Ilya ouvrit son menu en marchant sur le quai qui menait au lac, là ou Iriko projetait d'amarrer son futur bateau. Elle déséquipait son armure, pièce par pièce, pour ne laisser qu'un maillot de bain qu'elle enfila en un clic, devant nous tous qui la regardions, bouche bée. Son maillot était bleu à pois blancs. Allez savoir pourquoi ce détail, particulièrement, retint mon attention...
— Je suis contente qu'il me serve enfin ! s'exclama-t-elle joyeusement. J'allais finir par croire que la possibilité pour les tailleurs de faire des maillots de bain n'était qu'une arnaque sans utilité.
Cela pouvait également être un achat compulsif dans l'une des nombreuses boutiques d'Argoat qui vendaient un tas d'objet quasi inutiles : en effet, un maillot de bain n'était utilisable que dans des endroits tels que celui-ci ; endroits plutôt rares, par ailleurs.
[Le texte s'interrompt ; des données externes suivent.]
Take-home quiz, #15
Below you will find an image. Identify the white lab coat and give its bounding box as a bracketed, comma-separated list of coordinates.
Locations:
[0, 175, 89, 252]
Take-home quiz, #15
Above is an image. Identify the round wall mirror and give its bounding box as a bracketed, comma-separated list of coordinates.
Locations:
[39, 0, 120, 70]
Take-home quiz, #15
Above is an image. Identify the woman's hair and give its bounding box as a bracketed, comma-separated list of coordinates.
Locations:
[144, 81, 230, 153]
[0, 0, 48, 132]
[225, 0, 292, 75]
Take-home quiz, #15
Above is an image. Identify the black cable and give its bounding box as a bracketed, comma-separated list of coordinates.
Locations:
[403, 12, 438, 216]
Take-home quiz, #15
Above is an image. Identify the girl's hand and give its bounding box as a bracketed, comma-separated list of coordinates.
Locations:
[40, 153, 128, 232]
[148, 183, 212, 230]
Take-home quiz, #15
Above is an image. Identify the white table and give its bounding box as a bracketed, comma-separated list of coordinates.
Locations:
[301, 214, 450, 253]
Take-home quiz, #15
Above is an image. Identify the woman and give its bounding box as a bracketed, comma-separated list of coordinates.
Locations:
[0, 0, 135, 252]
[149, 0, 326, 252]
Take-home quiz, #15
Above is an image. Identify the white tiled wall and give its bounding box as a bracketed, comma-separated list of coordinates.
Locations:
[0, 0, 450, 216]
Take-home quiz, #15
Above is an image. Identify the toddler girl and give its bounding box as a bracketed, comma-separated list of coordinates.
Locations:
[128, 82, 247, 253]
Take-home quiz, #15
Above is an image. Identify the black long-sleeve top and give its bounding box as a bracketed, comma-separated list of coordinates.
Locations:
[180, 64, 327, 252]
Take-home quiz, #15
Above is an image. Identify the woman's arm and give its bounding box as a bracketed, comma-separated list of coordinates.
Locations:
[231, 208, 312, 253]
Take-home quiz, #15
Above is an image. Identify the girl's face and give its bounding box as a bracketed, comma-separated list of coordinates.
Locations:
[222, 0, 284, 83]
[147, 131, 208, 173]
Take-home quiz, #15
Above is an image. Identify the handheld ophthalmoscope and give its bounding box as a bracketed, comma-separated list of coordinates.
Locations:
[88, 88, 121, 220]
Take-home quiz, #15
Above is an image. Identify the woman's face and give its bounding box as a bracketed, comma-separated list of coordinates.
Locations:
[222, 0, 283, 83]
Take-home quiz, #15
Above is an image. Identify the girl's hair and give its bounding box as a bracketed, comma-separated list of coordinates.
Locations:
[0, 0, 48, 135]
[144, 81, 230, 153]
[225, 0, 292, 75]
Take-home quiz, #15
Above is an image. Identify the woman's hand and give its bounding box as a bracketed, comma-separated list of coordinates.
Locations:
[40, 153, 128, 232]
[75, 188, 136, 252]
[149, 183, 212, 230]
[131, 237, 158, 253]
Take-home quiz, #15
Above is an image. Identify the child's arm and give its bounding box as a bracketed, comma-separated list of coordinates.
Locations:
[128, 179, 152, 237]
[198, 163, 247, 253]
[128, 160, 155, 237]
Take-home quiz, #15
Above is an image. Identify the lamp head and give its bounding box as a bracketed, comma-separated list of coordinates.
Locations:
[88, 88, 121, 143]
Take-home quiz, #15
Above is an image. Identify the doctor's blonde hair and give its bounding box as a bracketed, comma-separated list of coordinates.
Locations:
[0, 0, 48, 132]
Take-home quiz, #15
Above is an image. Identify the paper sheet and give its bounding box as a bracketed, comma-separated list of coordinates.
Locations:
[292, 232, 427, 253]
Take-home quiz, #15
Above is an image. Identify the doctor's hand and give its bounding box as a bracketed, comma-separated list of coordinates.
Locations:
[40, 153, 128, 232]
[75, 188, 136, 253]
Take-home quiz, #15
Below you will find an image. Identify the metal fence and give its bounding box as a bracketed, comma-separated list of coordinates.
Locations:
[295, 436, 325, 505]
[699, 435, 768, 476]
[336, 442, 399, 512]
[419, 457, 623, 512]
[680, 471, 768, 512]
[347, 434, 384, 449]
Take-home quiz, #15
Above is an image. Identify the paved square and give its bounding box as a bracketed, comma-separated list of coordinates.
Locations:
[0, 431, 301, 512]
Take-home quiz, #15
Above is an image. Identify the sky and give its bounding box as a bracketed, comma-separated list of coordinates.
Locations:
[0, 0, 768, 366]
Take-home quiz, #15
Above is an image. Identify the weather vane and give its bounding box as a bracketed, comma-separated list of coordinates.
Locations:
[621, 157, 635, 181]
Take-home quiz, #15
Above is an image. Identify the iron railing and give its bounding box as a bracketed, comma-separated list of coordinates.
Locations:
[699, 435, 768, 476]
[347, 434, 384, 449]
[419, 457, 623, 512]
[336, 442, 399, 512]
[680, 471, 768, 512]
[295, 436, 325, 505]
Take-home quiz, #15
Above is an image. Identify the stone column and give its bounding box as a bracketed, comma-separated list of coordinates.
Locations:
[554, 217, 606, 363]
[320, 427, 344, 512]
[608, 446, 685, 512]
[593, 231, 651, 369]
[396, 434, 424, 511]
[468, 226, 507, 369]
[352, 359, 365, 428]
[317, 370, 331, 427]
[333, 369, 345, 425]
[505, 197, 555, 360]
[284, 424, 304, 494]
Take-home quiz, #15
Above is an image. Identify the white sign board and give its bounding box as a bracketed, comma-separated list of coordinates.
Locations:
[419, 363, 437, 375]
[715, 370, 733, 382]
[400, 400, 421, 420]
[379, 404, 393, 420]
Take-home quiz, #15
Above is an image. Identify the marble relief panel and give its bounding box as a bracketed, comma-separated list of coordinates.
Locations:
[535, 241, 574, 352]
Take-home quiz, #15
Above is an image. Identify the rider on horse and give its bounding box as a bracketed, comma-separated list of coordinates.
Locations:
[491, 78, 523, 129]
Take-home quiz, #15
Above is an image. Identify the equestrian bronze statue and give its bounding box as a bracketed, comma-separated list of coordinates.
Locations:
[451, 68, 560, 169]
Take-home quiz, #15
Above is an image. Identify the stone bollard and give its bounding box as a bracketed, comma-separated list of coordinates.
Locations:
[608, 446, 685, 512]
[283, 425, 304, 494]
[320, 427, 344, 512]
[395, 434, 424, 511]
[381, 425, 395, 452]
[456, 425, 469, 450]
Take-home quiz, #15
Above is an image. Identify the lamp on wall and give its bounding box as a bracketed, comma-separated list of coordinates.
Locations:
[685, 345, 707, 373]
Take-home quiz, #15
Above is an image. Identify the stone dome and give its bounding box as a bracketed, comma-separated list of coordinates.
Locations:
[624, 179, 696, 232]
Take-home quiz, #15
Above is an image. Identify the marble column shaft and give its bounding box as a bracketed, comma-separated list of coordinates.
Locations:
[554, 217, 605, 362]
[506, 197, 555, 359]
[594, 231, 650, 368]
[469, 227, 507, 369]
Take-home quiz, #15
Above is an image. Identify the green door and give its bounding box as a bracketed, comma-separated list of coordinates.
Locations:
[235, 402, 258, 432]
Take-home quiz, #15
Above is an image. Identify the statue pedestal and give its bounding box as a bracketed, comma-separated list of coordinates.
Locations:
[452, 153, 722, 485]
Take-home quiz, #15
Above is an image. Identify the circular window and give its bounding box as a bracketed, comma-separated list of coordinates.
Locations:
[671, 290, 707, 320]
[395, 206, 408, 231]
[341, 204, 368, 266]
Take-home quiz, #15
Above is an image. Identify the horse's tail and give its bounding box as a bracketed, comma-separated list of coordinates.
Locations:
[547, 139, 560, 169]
Et puis, ce n'était pas comme si nous n'avions rien d'autre à faire que de nous amuser à barboter dans l'eau, hein...
Mais, de nous tous, Ilya était la seule à en avoir un. C'était vraiment une fille !
— Ah oui, bonne idée ! s'exclama Aramise en l'imitant aussitôt.
Sauf qu'Aramise aussi avait un maillot de bain, et il était rayé rouge et blanc.
Les deux filles se sourirent mutuellement avec complicité. Je jetais un coup d'œil aux autres, pour voir s'ils étaient aussi hébétés que moi. Mais ce qui me surprit tout autant, ce fut de constater qu'Eléa et Sohona ne les rejoignaient pas.
— Bah alors les filles, vous avez oublié vos maillots de bain ? les taquina Wayann.
Avant que l'une d'entre elles n'ait le temps de répondre, Shaïn passa devant moi comme une flèche :
— On s'en fout des maillots de bain. A poil, les mecs !
Et, joignant le geste à la parole, il sauta dans le lac.
Il ne parlait pas littéralement de se mettre tout nu, bien sûr, car sous l'armure nous avions tous les mêmes sous-vêtements prédéfinis imposés par le jeu. Il était donc impossible de se retrouver strictement nu dans Skyline Emrys.
Tiens oui, d'ailleurs, pourquoi acheter un maillot de bain alors que nous avions les sous-vêtements de base du jeu ? Encore un truc de filles...
J'imitais Shaïn sans trop de scrupules et les rejoignis sur la jetée. Mon meilleur-ami tentait de se prendre pour un poisson, et les filles s'étaient assises sur les planches de la jetée pour se contenter de tremper leurs pieds dans l'eau.
— Alors, elle est bonne ? m'enquis-je en m'asseyant à côté d'Aramise, tout en regardant Shaïn faire des figures étranges dans l'eau.
Il avait les sourcils froncés et semblait indécis :
— C'est très étrange, en fait, admit-il. Je n'en sais strictement rien.
Je le fixais, perplexe :
— Comment ça, tu n'en sais rien ?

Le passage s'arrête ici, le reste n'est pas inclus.